Sebastian Köhler, Co-Founder of the Human Phenotype Ontology.

The Human Phenotype Ontology (HPO) is a standardized, structured, vocabulary that describes phenotypic abnormalities encountered in human disease. With over 13,000 terms and over 156,000 annotations to hereditary diseases, the HPO can be leveraged as a powerful tool for phenotype-driven differential diagnostics, genomic diagnostics, precision medicine, and translational research. The HPO is increasingly adopted as a standard for phenotypic abnormalities, used by international rare disease organizations, registries, clinical labs, biomedical resources, and clinical software tools like PhenoTips. Its widespread adoption contributes towards efforts in global data exchange that advance the identification of disease etiologies, with unparalleled benefits for rare diseases.

PhenoTips’ core software enables deep phenotyping with the HPO

Natural Language Processing, a simple and predictive term search, and gene and diagnosis suggestions based on HPO profiles, all at your fingertips.

Following our Speaker Series “The Importance of Deep Phenotyping in Precision Medicine” in which HPO founder Prof. Dr. Peter Robinson discussed the HPO’s applications in genomic analysis and precision medicine, PhenoTips spoke with HPO founder Dr. Sebastian Köhler about the future of the HPO.

Over the past decade the HPO has grown in both application and annotations, with thousands of new HPO terms added in the last year alone. The majority of these applications focus on rare disease, and Dr. Köhler foresees that rare disease would continue to be the focus in the coming years, with knowledge from rare disease research applied to more common conditions.

“From what I hear from the rare disease community in Europe, people are very interested in supporting newborn screening,” says Dr.

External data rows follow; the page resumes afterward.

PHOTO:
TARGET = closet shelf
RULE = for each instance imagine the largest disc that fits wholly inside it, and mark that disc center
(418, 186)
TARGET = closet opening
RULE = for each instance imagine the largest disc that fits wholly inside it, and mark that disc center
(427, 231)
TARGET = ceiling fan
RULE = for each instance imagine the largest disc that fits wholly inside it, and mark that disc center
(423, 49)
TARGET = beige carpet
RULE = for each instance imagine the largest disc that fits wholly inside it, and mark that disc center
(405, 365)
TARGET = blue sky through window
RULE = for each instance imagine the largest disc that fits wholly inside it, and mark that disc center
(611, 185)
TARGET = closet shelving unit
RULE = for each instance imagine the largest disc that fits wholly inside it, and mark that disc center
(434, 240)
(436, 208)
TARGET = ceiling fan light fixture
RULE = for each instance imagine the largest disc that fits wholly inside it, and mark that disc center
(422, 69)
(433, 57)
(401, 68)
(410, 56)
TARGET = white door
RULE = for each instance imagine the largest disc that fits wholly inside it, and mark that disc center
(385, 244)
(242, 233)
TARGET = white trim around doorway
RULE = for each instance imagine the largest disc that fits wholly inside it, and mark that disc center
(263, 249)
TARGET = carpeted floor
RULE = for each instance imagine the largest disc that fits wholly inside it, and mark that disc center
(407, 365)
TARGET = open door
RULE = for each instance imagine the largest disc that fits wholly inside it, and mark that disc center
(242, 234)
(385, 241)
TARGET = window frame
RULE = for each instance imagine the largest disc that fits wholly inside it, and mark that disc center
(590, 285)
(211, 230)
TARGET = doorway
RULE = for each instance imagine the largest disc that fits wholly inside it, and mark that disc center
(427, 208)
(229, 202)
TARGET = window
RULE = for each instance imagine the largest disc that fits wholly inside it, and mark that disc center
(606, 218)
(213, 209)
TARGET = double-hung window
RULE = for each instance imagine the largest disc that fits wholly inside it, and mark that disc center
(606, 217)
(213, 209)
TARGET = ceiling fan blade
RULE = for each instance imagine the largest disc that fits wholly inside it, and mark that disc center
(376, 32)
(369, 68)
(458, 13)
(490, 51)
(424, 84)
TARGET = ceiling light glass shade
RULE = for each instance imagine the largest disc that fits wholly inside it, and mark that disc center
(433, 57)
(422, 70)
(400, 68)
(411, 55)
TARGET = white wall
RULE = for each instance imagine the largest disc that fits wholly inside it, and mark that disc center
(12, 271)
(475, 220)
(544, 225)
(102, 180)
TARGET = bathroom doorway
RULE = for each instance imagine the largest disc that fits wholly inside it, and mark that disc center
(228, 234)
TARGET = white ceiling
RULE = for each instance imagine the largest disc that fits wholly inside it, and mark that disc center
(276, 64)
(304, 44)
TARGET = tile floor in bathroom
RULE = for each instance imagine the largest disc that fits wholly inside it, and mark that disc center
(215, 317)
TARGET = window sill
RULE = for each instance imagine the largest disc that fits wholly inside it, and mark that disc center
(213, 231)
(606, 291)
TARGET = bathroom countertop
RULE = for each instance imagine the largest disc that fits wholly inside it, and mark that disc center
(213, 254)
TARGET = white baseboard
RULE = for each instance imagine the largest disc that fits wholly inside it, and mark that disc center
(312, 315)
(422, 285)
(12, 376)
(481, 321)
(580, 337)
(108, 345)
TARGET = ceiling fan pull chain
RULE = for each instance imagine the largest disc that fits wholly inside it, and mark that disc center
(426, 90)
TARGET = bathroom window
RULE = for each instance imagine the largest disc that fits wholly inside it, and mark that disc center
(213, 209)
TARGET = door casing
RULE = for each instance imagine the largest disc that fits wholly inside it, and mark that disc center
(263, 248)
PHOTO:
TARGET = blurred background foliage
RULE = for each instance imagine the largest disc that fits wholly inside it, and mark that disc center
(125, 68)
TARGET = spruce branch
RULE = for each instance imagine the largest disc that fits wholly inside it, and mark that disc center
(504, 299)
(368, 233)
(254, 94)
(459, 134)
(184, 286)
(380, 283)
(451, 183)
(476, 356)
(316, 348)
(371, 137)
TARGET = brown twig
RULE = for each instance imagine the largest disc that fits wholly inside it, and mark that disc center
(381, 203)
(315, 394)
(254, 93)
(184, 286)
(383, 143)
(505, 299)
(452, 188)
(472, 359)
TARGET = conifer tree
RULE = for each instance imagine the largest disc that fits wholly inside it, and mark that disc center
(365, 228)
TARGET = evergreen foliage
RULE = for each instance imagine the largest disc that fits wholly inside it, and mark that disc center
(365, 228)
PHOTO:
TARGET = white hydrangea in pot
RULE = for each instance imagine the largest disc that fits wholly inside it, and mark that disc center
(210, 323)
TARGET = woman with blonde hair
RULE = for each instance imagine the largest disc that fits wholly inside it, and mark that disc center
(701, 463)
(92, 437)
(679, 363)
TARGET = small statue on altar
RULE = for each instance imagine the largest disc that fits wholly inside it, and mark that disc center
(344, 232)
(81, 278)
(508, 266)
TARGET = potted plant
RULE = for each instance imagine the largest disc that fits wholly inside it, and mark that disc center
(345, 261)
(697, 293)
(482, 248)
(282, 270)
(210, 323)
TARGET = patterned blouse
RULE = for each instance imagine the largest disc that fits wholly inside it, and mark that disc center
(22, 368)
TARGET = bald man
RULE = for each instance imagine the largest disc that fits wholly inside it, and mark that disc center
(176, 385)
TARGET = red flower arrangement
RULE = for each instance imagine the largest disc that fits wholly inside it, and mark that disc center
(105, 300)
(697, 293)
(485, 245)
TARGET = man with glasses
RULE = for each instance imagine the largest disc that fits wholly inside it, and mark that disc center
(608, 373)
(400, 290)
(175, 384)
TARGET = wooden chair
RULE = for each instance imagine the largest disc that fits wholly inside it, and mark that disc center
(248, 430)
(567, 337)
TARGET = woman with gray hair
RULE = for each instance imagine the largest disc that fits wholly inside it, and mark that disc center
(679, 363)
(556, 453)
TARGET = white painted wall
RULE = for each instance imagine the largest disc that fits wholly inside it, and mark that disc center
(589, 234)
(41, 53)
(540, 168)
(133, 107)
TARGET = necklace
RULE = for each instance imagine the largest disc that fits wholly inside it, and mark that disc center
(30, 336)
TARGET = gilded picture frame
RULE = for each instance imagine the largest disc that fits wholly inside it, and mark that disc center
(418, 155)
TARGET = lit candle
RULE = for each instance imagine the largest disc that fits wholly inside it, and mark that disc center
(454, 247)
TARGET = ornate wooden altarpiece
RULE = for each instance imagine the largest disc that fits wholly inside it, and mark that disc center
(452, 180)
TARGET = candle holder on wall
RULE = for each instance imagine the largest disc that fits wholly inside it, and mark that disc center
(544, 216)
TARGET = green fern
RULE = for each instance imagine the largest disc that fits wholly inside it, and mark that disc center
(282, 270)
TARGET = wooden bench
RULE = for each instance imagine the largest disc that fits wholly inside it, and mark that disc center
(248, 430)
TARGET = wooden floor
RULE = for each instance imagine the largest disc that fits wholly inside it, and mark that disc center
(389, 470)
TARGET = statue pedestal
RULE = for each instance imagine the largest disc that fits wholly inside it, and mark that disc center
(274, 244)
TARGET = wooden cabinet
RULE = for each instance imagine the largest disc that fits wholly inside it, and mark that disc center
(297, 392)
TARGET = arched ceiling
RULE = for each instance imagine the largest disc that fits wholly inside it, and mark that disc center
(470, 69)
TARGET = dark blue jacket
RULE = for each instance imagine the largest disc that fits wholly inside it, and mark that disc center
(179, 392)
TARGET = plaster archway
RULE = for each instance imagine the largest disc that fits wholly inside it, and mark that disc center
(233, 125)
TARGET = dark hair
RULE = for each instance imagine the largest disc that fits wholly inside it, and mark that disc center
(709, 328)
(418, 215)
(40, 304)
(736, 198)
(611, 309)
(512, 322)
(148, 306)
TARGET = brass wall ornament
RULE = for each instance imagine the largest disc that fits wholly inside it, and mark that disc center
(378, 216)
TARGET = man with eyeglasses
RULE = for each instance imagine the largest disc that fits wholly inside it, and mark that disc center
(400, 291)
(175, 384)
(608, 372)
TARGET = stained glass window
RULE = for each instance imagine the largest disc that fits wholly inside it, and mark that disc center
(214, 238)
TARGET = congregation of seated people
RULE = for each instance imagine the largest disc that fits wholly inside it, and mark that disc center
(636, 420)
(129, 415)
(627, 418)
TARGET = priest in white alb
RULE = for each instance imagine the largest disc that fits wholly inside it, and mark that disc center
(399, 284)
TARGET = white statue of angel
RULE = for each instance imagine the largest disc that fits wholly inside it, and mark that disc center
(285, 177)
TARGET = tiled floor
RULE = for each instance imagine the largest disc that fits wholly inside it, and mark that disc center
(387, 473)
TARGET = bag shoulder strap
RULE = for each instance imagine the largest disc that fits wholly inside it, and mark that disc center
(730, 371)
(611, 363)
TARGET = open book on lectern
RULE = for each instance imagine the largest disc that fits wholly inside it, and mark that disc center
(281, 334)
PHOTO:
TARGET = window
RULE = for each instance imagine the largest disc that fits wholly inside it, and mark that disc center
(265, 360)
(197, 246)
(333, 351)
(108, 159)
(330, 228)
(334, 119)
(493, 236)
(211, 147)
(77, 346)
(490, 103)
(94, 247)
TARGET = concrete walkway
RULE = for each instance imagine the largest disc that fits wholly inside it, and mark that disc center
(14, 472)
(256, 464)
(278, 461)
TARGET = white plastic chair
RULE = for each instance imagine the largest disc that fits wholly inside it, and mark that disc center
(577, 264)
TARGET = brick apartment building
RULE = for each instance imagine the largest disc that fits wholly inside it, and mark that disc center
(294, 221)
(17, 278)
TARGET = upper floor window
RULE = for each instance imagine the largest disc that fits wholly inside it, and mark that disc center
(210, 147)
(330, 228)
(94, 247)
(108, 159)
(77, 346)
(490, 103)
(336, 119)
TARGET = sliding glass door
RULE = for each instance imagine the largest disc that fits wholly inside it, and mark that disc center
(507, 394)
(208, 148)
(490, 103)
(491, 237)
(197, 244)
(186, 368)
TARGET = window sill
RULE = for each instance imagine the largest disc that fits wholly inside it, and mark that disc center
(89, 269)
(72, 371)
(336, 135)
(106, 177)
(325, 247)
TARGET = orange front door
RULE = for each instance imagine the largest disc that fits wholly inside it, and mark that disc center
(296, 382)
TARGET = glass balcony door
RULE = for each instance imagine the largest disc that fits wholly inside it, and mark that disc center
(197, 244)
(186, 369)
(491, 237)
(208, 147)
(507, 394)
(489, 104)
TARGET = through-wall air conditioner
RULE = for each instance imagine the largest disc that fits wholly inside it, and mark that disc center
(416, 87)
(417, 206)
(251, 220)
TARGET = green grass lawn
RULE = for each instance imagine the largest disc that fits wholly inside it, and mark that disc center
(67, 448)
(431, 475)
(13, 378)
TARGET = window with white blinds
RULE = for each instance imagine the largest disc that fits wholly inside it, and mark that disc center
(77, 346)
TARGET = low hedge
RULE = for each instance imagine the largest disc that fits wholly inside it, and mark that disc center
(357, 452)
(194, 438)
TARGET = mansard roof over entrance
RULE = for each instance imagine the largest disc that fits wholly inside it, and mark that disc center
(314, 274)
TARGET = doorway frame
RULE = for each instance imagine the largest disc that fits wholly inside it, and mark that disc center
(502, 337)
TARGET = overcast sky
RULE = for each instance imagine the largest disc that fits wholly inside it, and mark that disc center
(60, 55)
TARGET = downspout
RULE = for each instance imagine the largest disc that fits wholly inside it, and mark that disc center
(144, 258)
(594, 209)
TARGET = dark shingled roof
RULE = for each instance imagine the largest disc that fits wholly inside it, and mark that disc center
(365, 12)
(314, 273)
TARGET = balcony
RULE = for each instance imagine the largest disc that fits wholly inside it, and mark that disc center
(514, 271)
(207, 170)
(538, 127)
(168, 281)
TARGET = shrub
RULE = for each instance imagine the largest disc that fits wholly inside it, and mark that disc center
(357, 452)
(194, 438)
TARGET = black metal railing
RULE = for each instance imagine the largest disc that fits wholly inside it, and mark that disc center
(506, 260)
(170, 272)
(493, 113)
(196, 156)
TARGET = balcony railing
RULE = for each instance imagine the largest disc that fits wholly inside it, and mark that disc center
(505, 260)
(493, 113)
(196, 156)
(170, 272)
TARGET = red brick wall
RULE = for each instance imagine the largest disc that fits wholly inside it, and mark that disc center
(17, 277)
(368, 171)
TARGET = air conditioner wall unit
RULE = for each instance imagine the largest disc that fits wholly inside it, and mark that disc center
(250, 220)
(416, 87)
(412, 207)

Köhler. “I think that structured data like encoded HPO or SNOMED, or whatever standard is en vogue, will play a key role [in newborn screening]. But to be honest, I’m rather sure it is especially going to be HPO because only HPO has the built-in feature to act as a bridge between the clinical features and the molecular genetics knowledge.”

Secondarily, Dr. Köhler notes that the HPO will play an increasingly important role in rare disease matchmaking and cohort identification. “In order to publish a report on a new gene or a new rare disease you need a minimum amount of affected cases or families, and the rarer the disease is the harder it will be to find those patients. In order to automatically identify patients with a shared phenotypic representation across the globe, you need data standards that work out of the box around the globe, as well as the exchange format and protocols. Hence, I think stratification and cohort identification is going to be an important topic, not only for rare disease but also for the pharma industry, for example, to identify homogeneous cohorts across the globe.”

Aside from the obvious research applications, the HPO has incredible functionality in clinical care. While some countries, such as the UK, are making a concerted effort to integrate HPO utilization into clinical workflows, others have been slow to adopt the standardized language. In Germany, for example, Dr. Köhler notes that the use of Orphanet codes in clinical care has only recently become standard practice, and it is a much simpler task to code a diagnosis when compared to the complexity of capturing the complete phenotypic presentation of a patient in HPO terms.

“I think it’s just a lot of work.” He hypothesizes, “Given you already know the diagnosis of the patient and you want to code this using the Orphanet codes, that’s not a lot of work. But reporting the full clinical spectrum of a patient is different, and if you do it you should do it right. It’s probably about 5 to 15 HPO terms that you would have to assign, it’s a lot of work.”

This bottleneck could be reduced with the use of software that performs Natural Language Processing (NLP) on clinical notes, pulling HPO terms from free-text, however, Dr. Köhler notes that so far NLP, although improved, has not delivered.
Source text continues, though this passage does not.